And nobody was surprised.
Zombies come in a startling number of forms in D&D. Off the top of my head you have normal stock zombies, fast zombies, diseased zombies, fire zombies, hulking zombies, zombie lords, and any combination of them, all before you consider that “zombie” is a template you can apply to just about anything with a pulse. I would describe them further, but I can’t. That’s the point.
Unlike a vampire, which is the specific name for a creature with specific powers and specific weaknesses, “zombie” is an everyday metaphor (“I’m a zombie in the mornings before I have my coffee.”) that bring to mind actions and mood, not stats. A zombie can be a creature that shambles, or one that grunts half-heartedly, or one that comes in swarms, or one that spreads like a disease. They’re usually undead, but if you say the orcs are approaching like zombies, everybody knows what you mean. Anything can be a zombie, and a zombie can be anything (finish your drink). Heck, Cracked had an article that mentioned this just last week:
Zombies are popular because they fit everywhere. Vampires are zombies that you want to make out with. Frankenstein’s monster is a zombie that just took a little elbow grease to get going. We can apply any metaphor that we want to them, and we can use them as quick cannon fodder or as the plodding thing that we have to painstakingly evade once we find ourselves trapped in a room with one.
Zombies aren’t my favorite creatures because they’re usually too simple and straightforward, but that’s also their beauty. Looking back I think I’ve used them in almost every campaign I’ve run, either as zombies themselves or as something else through the magic of reskinning. Consider my last six:
- The Eight Arms and the Contract of Barl: The first session had the players fighting a necromancer and her zombies as a random mission before the campaign proper started.
- …and the Unforgiving Blade: Undead ambushed the party and attacked en masse as a delaying tactic.
- …and the Memento Mori: A disease changed NPCs into monsters.
- …and the Empire of Sin: The party defended a barn from nearly-mindless, swarming creatures.
- Battles of the Saber Knights: Addled, mind-controlled farmers lumbered toward the party to eat their brains.
- The Umbrageous Sodality and the Ghost Opera: This is the Halloween campaign, of course I used zombies.
This is not counting the non-d20 campaign we’ve running now. I guess that’s a spoiler, but not much of one.
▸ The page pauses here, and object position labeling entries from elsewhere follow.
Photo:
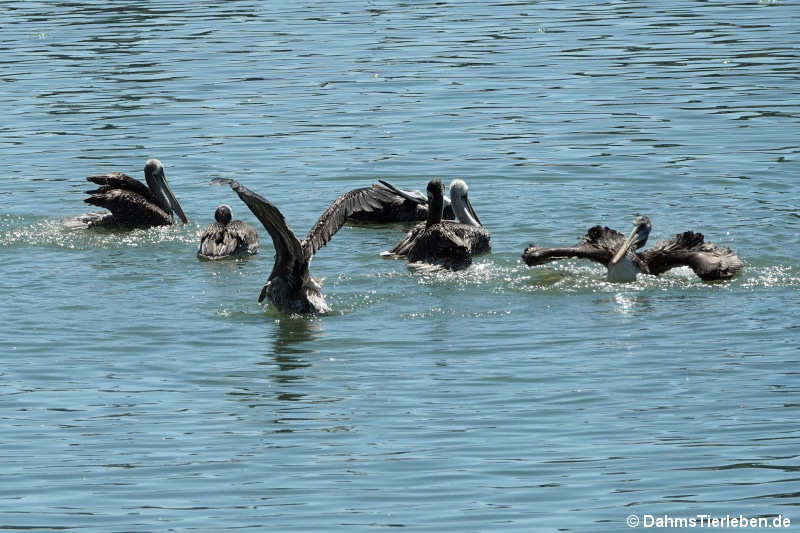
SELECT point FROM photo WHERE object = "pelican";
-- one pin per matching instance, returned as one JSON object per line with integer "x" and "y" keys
{"x": 226, "y": 237}
{"x": 290, "y": 286}
{"x": 620, "y": 256}
{"x": 387, "y": 203}
{"x": 131, "y": 203}
{"x": 447, "y": 243}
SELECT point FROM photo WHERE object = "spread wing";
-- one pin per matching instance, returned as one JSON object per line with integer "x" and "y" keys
{"x": 129, "y": 200}
{"x": 290, "y": 260}
{"x": 130, "y": 208}
{"x": 337, "y": 214}
{"x": 118, "y": 180}
{"x": 707, "y": 260}
{"x": 599, "y": 245}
You can insert zombies into just about any campaign at just about any point, either as literal lurching undead or as anything that hits enough of a zombie’s checkboxes for you to describe the combat as a “zombie swarm scenario”. You can even use them with various moods, from the grim horror zombie whose bite slowly drives you so mad you kill your allies to the light-hearted cartoon zombies who comedically chase their heads around the battlefield. As long as a battle makes sense with the story, zombies can probably be a part of it.
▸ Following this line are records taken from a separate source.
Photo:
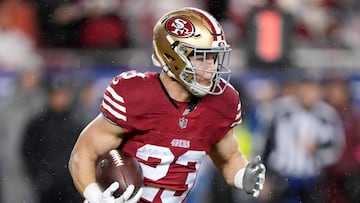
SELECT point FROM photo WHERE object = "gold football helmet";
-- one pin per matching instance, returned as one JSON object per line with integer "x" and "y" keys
{"x": 191, "y": 32}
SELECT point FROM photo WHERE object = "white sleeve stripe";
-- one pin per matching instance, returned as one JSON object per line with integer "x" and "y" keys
{"x": 113, "y": 112}
{"x": 238, "y": 116}
{"x": 114, "y": 104}
{"x": 114, "y": 94}
{"x": 236, "y": 123}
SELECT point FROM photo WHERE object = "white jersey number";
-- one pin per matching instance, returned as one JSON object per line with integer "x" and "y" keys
{"x": 166, "y": 157}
This is a rare time when the reskinning can be completely transparent because nobody cares about it. Knowing that the orcs secretly use zombie statistics doesn’t break any immersion or narrative, and there are so many types of zombies you can use them for just about anything. When I’m using them, most of the manipulation I do is to the stats themselves, drastically slashing the zombie’s hit points so they fall in one or two hits. The feel is important, not the numbers, and zombies have a broad feel, perhaps the broadest of anything I’ve discussed this month.
I’d like to say something about angels to bring this full circle, but you may have noticed that we have an unmatched rhyme in the post names. There’s one more creature I want to discuss tomorrow before we leave monsters alone for a bit.